12] The defendants argue the plaintiffs' failure to meet the statute of limitations periods in more appropriate forums before or after suing in North Dakota should not make the more appropriate forums "inadequate," because the plaintiffs allowed the limitation periods to expire in the more appropriate forums. As we have noted, the defendants' position is contrary to the overwhelming majority rule. Moreover, as the court said in Johnson v. G.D. Searle & Co., 552 A.2d 29, 37 (Md. 1989), "it strikes us as anomalous, if not disingenuous, to request dismissal of an action on the ground that it should be heard in another forum when the action will likely never be heard in the other forum because it is barred by limitations there." See also Delfosse, 267 Cal. Rptr. at 228.

13] We conclude that the availability of an adequate alternative forum is a prerequisite to granting a motion to dismiss based on forum non conveniens and that an adequate alternative forum does not exist if the statute of limitations has expired in the proposed alternative forum. The parties do not dispute for purposes of this appeal that the statutes of limitations had expired in other forums by the time the defendants filed their motion to dismiss. See In re Air Crash Disaster Near New Orleans, La, 821 F.2d 1147, 1166 (5th Cir. 1987), reversed on other grounds, Pan American World Airways, Inc. v. Lopez, 490 U.S. 1032 (1989) (court should review forum non conveniens motion in light of status of case at time motion is filed); Delgado v. Shell Oil Co., 890 F. Supp. 1324, 1366 (S.D. Tex. 1995), aff'd, 231 F.3d 165 (5th Cir. 2000) (same). Because there are no adequate alternative forums, we conclude the district court abused its discretion in granting the motion. Our conclusion that the district court erred in granting the motion to dismiss based on forum non conveniens does not necessarily mean North Dakota's applicable statute of limitations will govern in this case. See Uniform Conflict of Laws - Limitations Act, N.D.C.C. ch. 28-01.2.

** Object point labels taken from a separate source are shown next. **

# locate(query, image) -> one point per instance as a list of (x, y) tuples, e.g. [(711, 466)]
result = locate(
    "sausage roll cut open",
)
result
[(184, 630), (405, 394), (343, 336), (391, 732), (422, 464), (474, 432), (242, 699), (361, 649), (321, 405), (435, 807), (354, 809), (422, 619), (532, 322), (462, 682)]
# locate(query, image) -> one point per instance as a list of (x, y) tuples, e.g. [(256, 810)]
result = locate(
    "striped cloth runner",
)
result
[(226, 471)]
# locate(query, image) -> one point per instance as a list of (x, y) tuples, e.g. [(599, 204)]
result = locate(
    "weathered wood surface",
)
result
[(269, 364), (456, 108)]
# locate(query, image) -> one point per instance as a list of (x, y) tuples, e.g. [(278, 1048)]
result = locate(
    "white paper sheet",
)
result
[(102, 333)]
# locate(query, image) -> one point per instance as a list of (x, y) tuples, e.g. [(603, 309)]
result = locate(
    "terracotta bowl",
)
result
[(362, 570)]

14] In view of our disposition of this case, it is unnecessary to address the other issues raised. We reverse the judgment and remand for further proceedings.

15]Dale V. Sandstrom
William F. Hodny, S.J.
Ronald E. Goodman, S.J.
Kirk Smith, S.J.
Gerald W. VandeWalle, C.J.

16] The Honorable William F. Hodny, S.J., the Honorable Ronald E. Goodman, S.J., and the Honorable Kirk Smith, S.J., sitting in place of Maring, J., Crothers, J., and Kapsner, J., disqualified.